C-reactive protein as an adverse prognostic marker for men with castration-resistant prostate cancer (CRPC): confirmatory results

Abstract

We previously reported that higher serum concentrations of C-reactive protein (CRP) are associated with shorter survival in men with castration-resistant prostate cancer (CRPC). To confirm this finding in an independent data set, we used 119 CRPC patients enrolled in 6 phase II clinical trials and examined the relationship of CRP, alkaline phosphatase, hemoglobin, age, ECOG PS, and prostate specific antigen (PSA) with survival. Median follow-up was 19.7 months (0.9-98.5 months), and 89% have died. After analyzing the form of the risk function using the generalized additive model method, univariate and multivariate Cox proportional hazard models were used to assess associations between baseline individual categorical and continuous variables.
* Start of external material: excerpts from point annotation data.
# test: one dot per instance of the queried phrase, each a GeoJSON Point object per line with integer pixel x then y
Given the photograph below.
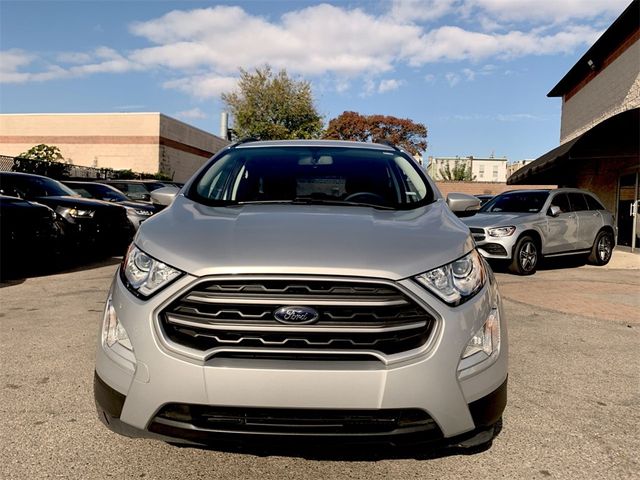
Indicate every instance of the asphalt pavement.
{"type": "Point", "coordinates": [573, 409]}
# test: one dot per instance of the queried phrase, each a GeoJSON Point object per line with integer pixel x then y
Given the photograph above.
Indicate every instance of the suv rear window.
{"type": "Point", "coordinates": [593, 203]}
{"type": "Point", "coordinates": [578, 203]}
{"type": "Point", "coordinates": [330, 175]}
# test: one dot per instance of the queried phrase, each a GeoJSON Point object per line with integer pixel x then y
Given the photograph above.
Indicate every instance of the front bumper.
{"type": "Point", "coordinates": [426, 379]}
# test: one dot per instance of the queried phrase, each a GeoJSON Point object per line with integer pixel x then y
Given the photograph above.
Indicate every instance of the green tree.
{"type": "Point", "coordinates": [42, 159]}
{"type": "Point", "coordinates": [273, 106]}
{"type": "Point", "coordinates": [460, 172]}
{"type": "Point", "coordinates": [403, 132]}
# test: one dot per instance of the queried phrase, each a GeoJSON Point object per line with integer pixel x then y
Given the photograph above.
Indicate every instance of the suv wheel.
{"type": "Point", "coordinates": [602, 249]}
{"type": "Point", "coordinates": [525, 257]}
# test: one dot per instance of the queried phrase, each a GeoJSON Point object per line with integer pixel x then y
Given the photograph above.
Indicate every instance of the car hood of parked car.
{"type": "Point", "coordinates": [499, 219]}
{"type": "Point", "coordinates": [68, 201]}
{"type": "Point", "coordinates": [304, 239]}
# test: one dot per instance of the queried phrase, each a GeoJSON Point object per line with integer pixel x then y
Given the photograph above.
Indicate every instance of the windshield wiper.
{"type": "Point", "coordinates": [315, 201]}
{"type": "Point", "coordinates": [327, 201]}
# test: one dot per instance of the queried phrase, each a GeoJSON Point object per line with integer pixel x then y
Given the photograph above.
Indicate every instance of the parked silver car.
{"type": "Point", "coordinates": [522, 226]}
{"type": "Point", "coordinates": [298, 290]}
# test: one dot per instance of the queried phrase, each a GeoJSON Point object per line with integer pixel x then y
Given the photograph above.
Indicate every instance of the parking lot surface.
{"type": "Point", "coordinates": [573, 410]}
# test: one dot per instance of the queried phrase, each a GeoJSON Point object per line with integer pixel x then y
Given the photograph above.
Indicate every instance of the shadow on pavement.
{"type": "Point", "coordinates": [16, 275]}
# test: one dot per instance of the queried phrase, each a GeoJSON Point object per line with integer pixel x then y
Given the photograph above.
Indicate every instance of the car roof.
{"type": "Point", "coordinates": [25, 175]}
{"type": "Point", "coordinates": [313, 143]}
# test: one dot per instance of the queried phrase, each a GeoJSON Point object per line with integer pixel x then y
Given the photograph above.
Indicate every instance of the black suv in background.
{"type": "Point", "coordinates": [86, 223]}
{"type": "Point", "coordinates": [139, 190]}
{"type": "Point", "coordinates": [30, 235]}
{"type": "Point", "coordinates": [137, 212]}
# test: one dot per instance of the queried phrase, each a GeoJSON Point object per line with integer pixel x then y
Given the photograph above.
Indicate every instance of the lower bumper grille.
{"type": "Point", "coordinates": [295, 421]}
{"type": "Point", "coordinates": [351, 316]}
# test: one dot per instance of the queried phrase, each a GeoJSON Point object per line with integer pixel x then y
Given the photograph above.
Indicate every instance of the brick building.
{"type": "Point", "coordinates": [142, 142]}
{"type": "Point", "coordinates": [600, 127]}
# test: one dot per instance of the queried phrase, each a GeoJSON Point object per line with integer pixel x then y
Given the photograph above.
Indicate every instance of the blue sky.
{"type": "Point", "coordinates": [475, 72]}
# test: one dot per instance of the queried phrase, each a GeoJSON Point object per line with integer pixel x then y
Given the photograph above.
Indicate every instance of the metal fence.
{"type": "Point", "coordinates": [58, 170]}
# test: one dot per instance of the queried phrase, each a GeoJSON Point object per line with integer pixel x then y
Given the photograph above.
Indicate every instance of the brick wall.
{"type": "Point", "coordinates": [478, 188]}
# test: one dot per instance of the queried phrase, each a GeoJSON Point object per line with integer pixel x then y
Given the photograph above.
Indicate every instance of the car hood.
{"type": "Point", "coordinates": [137, 205]}
{"type": "Point", "coordinates": [69, 201]}
{"type": "Point", "coordinates": [304, 239]}
{"type": "Point", "coordinates": [499, 219]}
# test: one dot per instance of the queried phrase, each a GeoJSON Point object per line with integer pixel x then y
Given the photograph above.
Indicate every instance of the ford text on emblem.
{"type": "Point", "coordinates": [296, 315]}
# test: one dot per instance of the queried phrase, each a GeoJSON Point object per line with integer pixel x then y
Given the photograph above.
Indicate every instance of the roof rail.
{"type": "Point", "coordinates": [243, 140]}
{"type": "Point", "coordinates": [389, 143]}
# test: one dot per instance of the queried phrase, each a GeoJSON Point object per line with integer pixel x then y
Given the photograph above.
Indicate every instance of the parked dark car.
{"type": "Point", "coordinates": [30, 235]}
{"type": "Point", "coordinates": [484, 198]}
{"type": "Point", "coordinates": [86, 223]}
{"type": "Point", "coordinates": [139, 190]}
{"type": "Point", "coordinates": [137, 212]}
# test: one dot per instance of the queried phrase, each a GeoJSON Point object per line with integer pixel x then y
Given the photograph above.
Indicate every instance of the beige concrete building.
{"type": "Point", "coordinates": [142, 142]}
{"type": "Point", "coordinates": [600, 127]}
{"type": "Point", "coordinates": [482, 169]}
{"type": "Point", "coordinates": [513, 167]}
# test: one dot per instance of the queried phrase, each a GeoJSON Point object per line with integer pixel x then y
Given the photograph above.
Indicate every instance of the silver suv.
{"type": "Point", "coordinates": [521, 226]}
{"type": "Point", "coordinates": [304, 289]}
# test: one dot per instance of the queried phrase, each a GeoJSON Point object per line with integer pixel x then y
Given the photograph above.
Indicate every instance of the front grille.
{"type": "Point", "coordinates": [295, 420]}
{"type": "Point", "coordinates": [352, 316]}
{"type": "Point", "coordinates": [477, 233]}
{"type": "Point", "coordinates": [494, 249]}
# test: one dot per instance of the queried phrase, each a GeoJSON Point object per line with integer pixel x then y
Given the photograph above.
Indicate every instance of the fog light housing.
{"type": "Point", "coordinates": [114, 335]}
{"type": "Point", "coordinates": [484, 346]}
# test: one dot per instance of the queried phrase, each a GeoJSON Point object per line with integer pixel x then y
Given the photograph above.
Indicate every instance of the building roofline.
{"type": "Point", "coordinates": [191, 126]}
{"type": "Point", "coordinates": [59, 114]}
{"type": "Point", "coordinates": [618, 32]}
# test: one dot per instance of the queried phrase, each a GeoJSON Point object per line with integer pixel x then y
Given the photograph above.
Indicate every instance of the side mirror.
{"type": "Point", "coordinates": [164, 196]}
{"type": "Point", "coordinates": [463, 205]}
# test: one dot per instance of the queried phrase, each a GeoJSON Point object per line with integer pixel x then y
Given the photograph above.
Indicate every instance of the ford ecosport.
{"type": "Point", "coordinates": [304, 289]}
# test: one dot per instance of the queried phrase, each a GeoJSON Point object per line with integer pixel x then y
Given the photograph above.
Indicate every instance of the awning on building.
{"type": "Point", "coordinates": [616, 137]}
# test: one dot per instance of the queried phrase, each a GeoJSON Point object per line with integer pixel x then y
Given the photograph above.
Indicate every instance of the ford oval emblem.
{"type": "Point", "coordinates": [296, 315]}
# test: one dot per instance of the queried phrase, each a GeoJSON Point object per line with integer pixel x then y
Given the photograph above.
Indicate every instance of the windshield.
{"type": "Point", "coordinates": [317, 175]}
{"type": "Point", "coordinates": [516, 202]}
{"type": "Point", "coordinates": [99, 191]}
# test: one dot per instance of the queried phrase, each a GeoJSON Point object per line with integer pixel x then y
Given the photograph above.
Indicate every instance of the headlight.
{"type": "Point", "coordinates": [144, 275]}
{"type": "Point", "coordinates": [75, 212]}
{"type": "Point", "coordinates": [142, 213]}
{"type": "Point", "coordinates": [457, 281]}
{"type": "Point", "coordinates": [501, 231]}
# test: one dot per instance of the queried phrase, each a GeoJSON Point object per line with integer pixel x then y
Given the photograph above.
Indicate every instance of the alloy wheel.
{"type": "Point", "coordinates": [528, 256]}
{"type": "Point", "coordinates": [604, 248]}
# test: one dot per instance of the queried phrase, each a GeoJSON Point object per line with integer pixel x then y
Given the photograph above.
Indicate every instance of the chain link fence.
{"type": "Point", "coordinates": [61, 170]}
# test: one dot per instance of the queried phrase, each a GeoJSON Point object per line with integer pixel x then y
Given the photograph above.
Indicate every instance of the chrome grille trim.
{"type": "Point", "coordinates": [366, 325]}
{"type": "Point", "coordinates": [291, 328]}
{"type": "Point", "coordinates": [290, 300]}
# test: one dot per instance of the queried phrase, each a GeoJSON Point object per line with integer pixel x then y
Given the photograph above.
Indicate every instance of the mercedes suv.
{"type": "Point", "coordinates": [300, 290]}
{"type": "Point", "coordinates": [522, 226]}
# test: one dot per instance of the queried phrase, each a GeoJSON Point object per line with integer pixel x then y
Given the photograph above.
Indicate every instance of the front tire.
{"type": "Point", "coordinates": [525, 257]}
{"type": "Point", "coordinates": [602, 249]}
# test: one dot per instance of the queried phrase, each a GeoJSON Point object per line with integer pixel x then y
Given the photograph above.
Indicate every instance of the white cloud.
{"type": "Point", "coordinates": [421, 10]}
{"type": "Point", "coordinates": [193, 113]}
{"type": "Point", "coordinates": [547, 11]}
{"type": "Point", "coordinates": [203, 86]}
{"type": "Point", "coordinates": [202, 49]}
{"type": "Point", "coordinates": [452, 78]}
{"type": "Point", "coordinates": [389, 85]}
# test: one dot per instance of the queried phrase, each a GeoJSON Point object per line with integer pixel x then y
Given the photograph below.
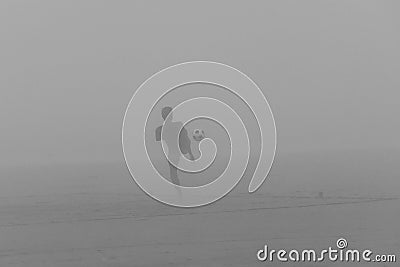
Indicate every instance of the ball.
{"type": "Point", "coordinates": [198, 134]}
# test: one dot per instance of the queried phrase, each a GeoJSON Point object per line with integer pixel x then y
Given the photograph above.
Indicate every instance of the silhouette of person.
{"type": "Point", "coordinates": [184, 144]}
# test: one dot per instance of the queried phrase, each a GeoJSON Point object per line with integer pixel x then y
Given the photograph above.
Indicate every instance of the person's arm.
{"type": "Point", "coordinates": [185, 143]}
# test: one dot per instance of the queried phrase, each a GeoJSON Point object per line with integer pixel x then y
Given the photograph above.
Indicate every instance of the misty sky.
{"type": "Point", "coordinates": [330, 69]}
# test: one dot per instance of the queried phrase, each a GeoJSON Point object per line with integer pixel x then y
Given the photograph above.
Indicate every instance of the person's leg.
{"type": "Point", "coordinates": [173, 174]}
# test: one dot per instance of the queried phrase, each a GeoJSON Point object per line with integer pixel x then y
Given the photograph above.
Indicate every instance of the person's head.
{"type": "Point", "coordinates": [165, 112]}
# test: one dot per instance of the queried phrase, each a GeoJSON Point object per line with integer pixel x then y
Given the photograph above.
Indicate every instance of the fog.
{"type": "Point", "coordinates": [68, 70]}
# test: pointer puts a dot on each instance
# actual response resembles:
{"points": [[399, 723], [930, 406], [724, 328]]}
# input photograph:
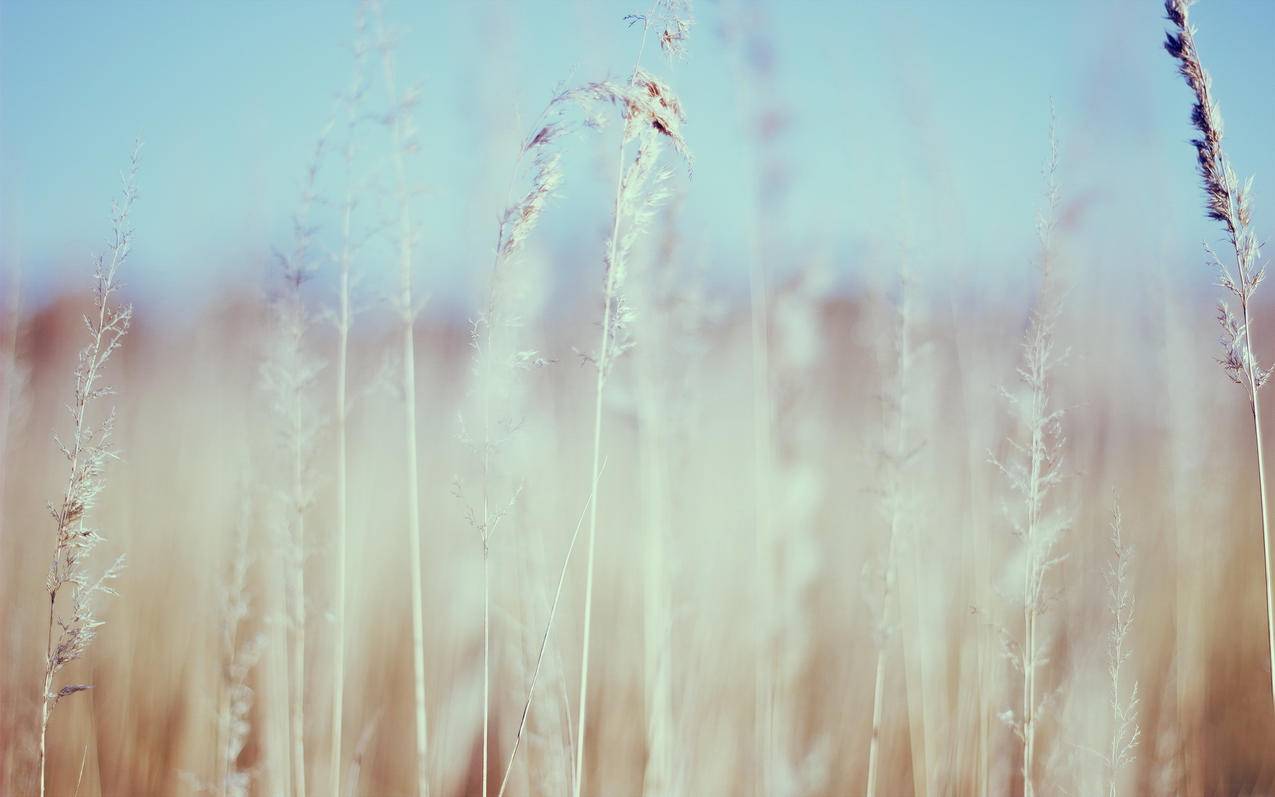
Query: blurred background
{"points": [[835, 146]]}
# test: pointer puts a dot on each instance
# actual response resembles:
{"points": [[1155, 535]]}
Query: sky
{"points": [[903, 121]]}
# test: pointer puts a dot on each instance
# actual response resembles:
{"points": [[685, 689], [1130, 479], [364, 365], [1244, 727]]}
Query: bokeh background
{"points": [[833, 143]]}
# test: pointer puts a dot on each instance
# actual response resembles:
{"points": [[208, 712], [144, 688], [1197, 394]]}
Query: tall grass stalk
{"points": [[1033, 471], [896, 453], [88, 450], [545, 640], [500, 361], [1125, 731], [346, 255], [404, 143], [650, 111], [1228, 200], [290, 378]]}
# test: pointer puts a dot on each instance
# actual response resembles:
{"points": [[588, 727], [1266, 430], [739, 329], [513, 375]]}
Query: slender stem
{"points": [[486, 661], [602, 365], [545, 642], [338, 652], [874, 746], [298, 630]]}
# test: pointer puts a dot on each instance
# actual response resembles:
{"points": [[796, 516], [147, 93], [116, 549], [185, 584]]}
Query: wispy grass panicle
{"points": [[404, 144], [1229, 202], [347, 278], [652, 114], [895, 457], [1033, 471], [88, 450], [500, 361], [290, 379]]}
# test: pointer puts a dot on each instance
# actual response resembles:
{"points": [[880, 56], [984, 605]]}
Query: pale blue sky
{"points": [[944, 102]]}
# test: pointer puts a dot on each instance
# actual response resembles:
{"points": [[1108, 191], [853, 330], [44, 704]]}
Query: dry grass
{"points": [[794, 560]]}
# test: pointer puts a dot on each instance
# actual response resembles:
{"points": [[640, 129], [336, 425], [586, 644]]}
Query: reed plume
{"points": [[1125, 732], [1228, 200], [404, 143], [88, 452], [501, 360], [347, 278], [898, 452], [652, 115], [1033, 471]]}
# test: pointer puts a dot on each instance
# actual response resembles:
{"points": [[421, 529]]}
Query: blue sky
{"points": [[944, 105]]}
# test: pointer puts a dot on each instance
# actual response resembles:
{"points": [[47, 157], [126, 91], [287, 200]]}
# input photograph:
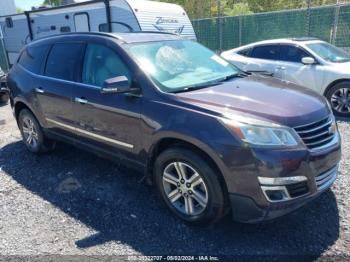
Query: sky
{"points": [[27, 4]]}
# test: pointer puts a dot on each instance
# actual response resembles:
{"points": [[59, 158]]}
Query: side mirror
{"points": [[308, 61], [117, 85]]}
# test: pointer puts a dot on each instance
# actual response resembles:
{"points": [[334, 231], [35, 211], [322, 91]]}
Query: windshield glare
{"points": [[181, 64], [329, 52]]}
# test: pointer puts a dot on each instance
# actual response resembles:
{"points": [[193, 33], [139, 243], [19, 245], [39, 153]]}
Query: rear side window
{"points": [[268, 52], [245, 52], [63, 61], [292, 54], [32, 58]]}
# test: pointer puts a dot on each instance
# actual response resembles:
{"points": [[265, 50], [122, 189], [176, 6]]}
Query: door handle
{"points": [[82, 100], [39, 90]]}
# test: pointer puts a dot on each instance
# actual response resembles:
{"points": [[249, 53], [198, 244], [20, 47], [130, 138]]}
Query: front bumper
{"points": [[252, 190], [246, 210]]}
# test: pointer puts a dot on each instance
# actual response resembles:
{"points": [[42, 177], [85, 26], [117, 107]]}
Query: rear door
{"points": [[54, 91], [264, 58]]}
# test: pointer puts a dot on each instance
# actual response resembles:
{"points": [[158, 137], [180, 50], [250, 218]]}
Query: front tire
{"points": [[32, 134], [189, 186], [339, 98]]}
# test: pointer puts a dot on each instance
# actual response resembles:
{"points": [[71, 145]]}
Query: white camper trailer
{"points": [[97, 15]]}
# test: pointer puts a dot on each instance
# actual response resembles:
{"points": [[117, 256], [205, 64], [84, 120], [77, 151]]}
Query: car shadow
{"points": [[120, 207]]}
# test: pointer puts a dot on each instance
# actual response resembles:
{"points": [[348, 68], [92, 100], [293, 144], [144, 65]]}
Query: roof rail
{"points": [[112, 35], [153, 32]]}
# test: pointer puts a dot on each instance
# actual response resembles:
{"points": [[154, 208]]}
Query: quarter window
{"points": [[102, 63], [269, 52], [63, 61], [32, 58], [292, 54]]}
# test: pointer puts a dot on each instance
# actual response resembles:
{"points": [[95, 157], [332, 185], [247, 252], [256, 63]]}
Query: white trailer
{"points": [[96, 15]]}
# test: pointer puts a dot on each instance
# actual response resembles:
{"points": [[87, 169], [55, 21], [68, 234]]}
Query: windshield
{"points": [[181, 65], [329, 52]]}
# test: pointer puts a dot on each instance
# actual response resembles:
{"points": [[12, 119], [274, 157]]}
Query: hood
{"points": [[261, 97]]}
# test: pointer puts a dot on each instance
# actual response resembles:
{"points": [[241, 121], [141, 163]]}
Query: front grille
{"points": [[317, 134], [298, 189], [325, 179]]}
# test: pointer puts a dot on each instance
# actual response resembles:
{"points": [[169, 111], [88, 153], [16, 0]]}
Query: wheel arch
{"points": [[165, 143], [335, 82], [19, 106]]}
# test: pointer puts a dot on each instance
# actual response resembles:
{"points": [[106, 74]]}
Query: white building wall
{"points": [[7, 7]]}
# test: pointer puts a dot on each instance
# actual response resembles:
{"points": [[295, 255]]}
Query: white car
{"points": [[305, 61]]}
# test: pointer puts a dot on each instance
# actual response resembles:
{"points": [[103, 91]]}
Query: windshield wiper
{"points": [[235, 75], [195, 87]]}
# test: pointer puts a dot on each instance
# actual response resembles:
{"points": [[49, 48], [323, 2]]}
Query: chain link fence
{"points": [[330, 23]]}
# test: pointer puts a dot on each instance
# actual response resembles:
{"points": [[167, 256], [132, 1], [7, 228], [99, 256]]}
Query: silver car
{"points": [[305, 61]]}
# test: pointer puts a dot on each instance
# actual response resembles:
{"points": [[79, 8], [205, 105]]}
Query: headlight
{"points": [[262, 133]]}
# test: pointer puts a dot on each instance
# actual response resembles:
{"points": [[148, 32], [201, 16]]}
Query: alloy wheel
{"points": [[185, 188], [340, 100]]}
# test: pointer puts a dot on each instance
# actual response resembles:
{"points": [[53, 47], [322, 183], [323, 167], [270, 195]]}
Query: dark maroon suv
{"points": [[210, 138]]}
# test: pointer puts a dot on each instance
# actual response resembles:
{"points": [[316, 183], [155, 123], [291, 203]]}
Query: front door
{"points": [[107, 121], [54, 89]]}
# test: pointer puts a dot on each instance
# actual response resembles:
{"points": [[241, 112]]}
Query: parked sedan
{"points": [[210, 138], [305, 61]]}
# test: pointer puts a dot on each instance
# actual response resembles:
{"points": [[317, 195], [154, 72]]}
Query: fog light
{"points": [[276, 193]]}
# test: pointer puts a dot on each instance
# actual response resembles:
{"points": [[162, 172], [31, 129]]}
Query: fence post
{"points": [[335, 24], [218, 3], [240, 30], [308, 18]]}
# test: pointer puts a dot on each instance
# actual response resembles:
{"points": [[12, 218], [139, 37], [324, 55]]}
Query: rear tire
{"points": [[339, 98], [189, 186], [32, 134]]}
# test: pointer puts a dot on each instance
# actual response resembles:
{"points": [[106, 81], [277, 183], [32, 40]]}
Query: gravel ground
{"points": [[74, 203]]}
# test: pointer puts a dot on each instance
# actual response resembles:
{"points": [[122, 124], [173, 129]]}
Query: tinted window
{"points": [[269, 52], [32, 58], [292, 54], [63, 61], [245, 52], [102, 63]]}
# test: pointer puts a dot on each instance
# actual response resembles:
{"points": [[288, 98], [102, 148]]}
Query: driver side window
{"points": [[102, 63]]}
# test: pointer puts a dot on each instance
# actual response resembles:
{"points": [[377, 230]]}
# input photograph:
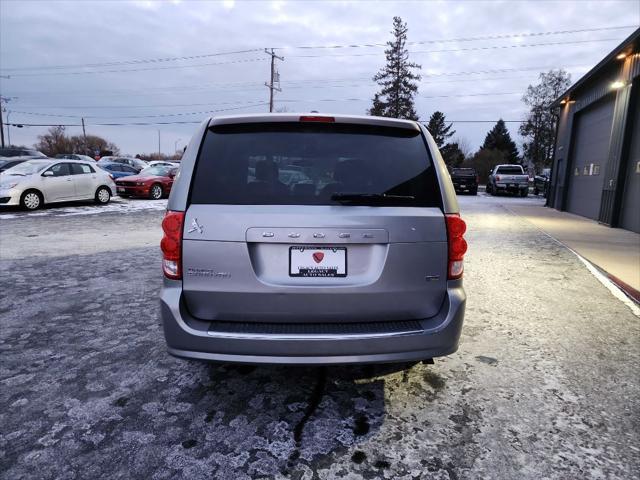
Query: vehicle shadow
{"points": [[289, 419]]}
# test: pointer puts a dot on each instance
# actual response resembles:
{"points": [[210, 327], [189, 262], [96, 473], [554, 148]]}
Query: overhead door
{"points": [[630, 215], [592, 134]]}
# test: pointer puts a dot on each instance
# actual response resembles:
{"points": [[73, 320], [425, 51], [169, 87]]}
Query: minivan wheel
{"points": [[155, 193], [103, 195], [31, 200]]}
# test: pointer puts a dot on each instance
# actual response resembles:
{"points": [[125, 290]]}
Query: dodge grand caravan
{"points": [[355, 258]]}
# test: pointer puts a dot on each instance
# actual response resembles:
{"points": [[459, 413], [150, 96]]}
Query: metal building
{"points": [[596, 168]]}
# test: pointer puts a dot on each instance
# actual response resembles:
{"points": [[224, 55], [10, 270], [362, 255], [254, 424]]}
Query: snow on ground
{"points": [[117, 205]]}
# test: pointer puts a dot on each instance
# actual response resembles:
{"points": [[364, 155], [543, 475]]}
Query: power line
{"points": [[132, 62], [41, 74], [450, 50], [465, 39], [289, 83], [144, 116], [251, 50], [192, 122]]}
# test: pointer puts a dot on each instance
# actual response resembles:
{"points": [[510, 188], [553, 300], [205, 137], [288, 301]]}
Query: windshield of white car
{"points": [[27, 168]]}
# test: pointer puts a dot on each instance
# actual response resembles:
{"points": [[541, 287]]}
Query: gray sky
{"points": [[465, 77]]}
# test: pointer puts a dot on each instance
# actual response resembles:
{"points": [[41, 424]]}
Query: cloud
{"points": [[45, 34]]}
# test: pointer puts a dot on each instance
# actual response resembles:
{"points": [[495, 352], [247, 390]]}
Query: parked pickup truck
{"points": [[508, 178], [465, 180]]}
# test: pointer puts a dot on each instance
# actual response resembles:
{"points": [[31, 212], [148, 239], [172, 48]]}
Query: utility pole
{"points": [[275, 76], [8, 127], [84, 135], [1, 125]]}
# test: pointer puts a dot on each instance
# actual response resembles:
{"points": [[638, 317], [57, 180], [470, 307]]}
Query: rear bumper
{"points": [[465, 186], [189, 337], [134, 191], [503, 187], [10, 197]]}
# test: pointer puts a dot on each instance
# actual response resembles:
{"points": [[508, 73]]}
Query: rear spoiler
{"points": [[298, 117]]}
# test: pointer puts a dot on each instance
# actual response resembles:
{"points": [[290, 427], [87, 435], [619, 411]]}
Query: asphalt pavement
{"points": [[545, 383]]}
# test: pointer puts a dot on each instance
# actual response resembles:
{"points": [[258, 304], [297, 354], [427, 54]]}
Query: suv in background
{"points": [[465, 180], [360, 261], [75, 156], [132, 162], [20, 152], [117, 170], [508, 179]]}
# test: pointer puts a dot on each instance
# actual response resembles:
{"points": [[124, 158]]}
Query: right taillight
{"points": [[171, 244], [457, 245]]}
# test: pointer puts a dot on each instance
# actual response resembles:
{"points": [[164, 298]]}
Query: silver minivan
{"points": [[357, 258]]}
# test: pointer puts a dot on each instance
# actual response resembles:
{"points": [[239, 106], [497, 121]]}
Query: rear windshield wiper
{"points": [[360, 197]]}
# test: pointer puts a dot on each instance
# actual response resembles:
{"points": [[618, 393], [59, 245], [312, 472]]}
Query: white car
{"points": [[34, 183]]}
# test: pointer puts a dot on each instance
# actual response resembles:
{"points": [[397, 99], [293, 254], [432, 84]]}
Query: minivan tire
{"points": [[103, 195], [155, 192], [31, 200]]}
Quartiles of CRP were: 0-1.0, 1.1-4.9, 5.0-17.0, and 17.1-311 mg/L. In a Cox multivariate model, log(2) (CRP) (HR 1.106, P = 0.013) as well as hemoglobin and alkaline phosphatase were independently associated with survival, confirming that higher CRP is associated with shorter survival in CRPC. Since CRP is a marker of inflammation, this finding suggests that inflammation may play an important role in the natural history of advanced prostate cancer. CRP is a readily measurable biomarker that has the potential to improve prognostic models and should be validated in a prospective clinical trial.

Figure 1

Kaplan-Meier curve of below the median (≤5 mg/L) or above the median (>5 mg/L) C-reactive protein (CRP) on overall survival in men with castrate-resistant prostate cancer (log rank p < 0.0001).